I came here to be a music critic, you remember, but there was a science story that I am proud of. In 1946, I saw a little tidbit saying that the Kodak people were having trouble with spotting of their X-ray film. The film had been packaged in a cardboard with straw in it. It turned out that the straw had been harvested in Illinois about a week after the Alamogordo bomb went off. I thought, "Well, this is interesting, maybe I better do some phoning. First, I called the Carnegie Institution and asked who measures radioactivity of the atmosphere. They said "There is this guy at the Naval Academy and somebody at our own field station in Tucson." I called both of them and indeed the one at Annapolis got a reading about a week after the bomb. The one in Tucson got one in the middle of the next day practically. So I wrote that fallout from the original Alamogordo explosion had been recorded over an area comparable in size to the continent of Australia. It was front page, the first fallout story. Waldemar Kaempffert, who was science editor when I started, said "You know, you should be a science writer." But I wanted to be a foreign correspondent.

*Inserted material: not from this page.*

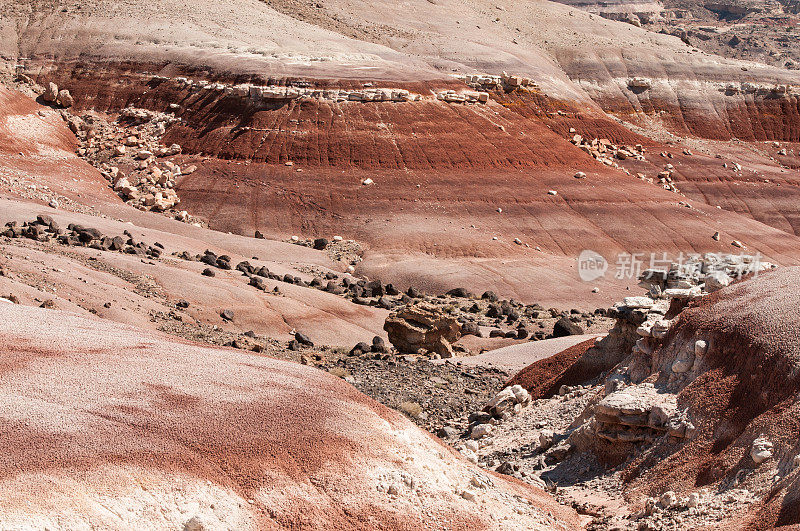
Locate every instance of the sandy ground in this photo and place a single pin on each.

LEWIS: One last question: Do you think it's possible for somebody coming into the field today to have a career like yours, or are those days gone?

SULLIVAN: It's a good question, because the young reporters now are so well trained and so sophisticated about all these things that I've only learned about over the years. It was a beginning trade and we could get away with asking a lot of stupid questions. Of course, now I'm mostly writing obituaries.